Nasdaq Chart - Weekly


Now that we have looked at the markets objectively from a purely technical basis and I am grinning as I type, we can look at the rebound off this weeks lows from a more objective basis. First, I was glad to see the Nasdaq rebound from its dip to 2020 just as I expected, actually 2023 but that was close enough for me. Had you taken my suggestion over the last two weeks to short 2090, take profits at 2025 and buy a bounce from 2020 you would have had the nearly perfect trade. Now we are faced with what to do next. The Nasdaq found favor with several large institutional buyers today and buy programs generated most of the upward motion. This was not retail traffic but institutional short covering from an oversold dip of nearly -80 points. We are right back at 2050 and in the middle of the congestion zone from 2020-2100. The main benefactor for the Nasdaq was the SOX and it is nearing strong resistance at 440 once again. In fact all the indexes, Dow, S&P, Russell and SOX are still below significant resistance levels from last week.

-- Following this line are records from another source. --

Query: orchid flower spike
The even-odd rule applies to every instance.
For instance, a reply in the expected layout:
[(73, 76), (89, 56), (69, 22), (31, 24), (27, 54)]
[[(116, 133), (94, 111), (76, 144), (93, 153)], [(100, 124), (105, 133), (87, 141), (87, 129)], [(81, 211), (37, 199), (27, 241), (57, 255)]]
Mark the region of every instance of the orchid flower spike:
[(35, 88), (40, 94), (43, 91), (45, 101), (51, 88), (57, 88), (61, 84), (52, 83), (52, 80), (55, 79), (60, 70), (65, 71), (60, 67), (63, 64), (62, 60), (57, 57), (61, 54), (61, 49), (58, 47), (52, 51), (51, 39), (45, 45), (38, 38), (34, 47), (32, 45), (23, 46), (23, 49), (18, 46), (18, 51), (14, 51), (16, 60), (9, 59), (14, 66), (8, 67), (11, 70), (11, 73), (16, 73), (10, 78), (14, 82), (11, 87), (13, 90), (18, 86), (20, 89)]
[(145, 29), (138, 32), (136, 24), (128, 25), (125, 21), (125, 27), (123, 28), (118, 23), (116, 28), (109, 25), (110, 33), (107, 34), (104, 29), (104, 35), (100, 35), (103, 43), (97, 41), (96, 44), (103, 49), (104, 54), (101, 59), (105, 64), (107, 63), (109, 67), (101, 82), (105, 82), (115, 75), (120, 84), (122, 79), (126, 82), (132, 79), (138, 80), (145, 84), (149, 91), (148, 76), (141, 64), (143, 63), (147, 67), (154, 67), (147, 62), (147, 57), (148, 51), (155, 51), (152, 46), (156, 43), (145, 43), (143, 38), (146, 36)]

In short it will be harder to move higher from here than move lower but not impossible. For retail traders the question still remains, why buy? We have moved away from support but remain under resistance and in the congestion zone we have seen all year. Despite several strong days in both directions the S&P closed within .6 of where it closed last Thursday and the Dow within 5 points of its close. This is the second consecutive Thursday that the Dow closed within 5 points of its prior Thursday level. In English we are stuck in a range and there is still no direction. It is a trading market not a market for investors. For traders the roadmap is clear. Buy support between 2000-2020 and sell resistance from 2090-2110. I am using the Nasdaq for guidance because it remains the weakest link.

According to TrimTabs things could get better soon. $2.2 billion flowed into equity funds in the week ended yesterday and that +$2B level seems to be a floor for inflows in February. Investors sitting on cash in their retirement accounts should be getting antsy with that money earning a less than satisfactory rate of interest while they wait for a sign. Eventually they will get bored of watching and buy something if it appears we are not going lower. A bounce from that uptrend support at Nasdaq 2000 might be just what the doctor ordered.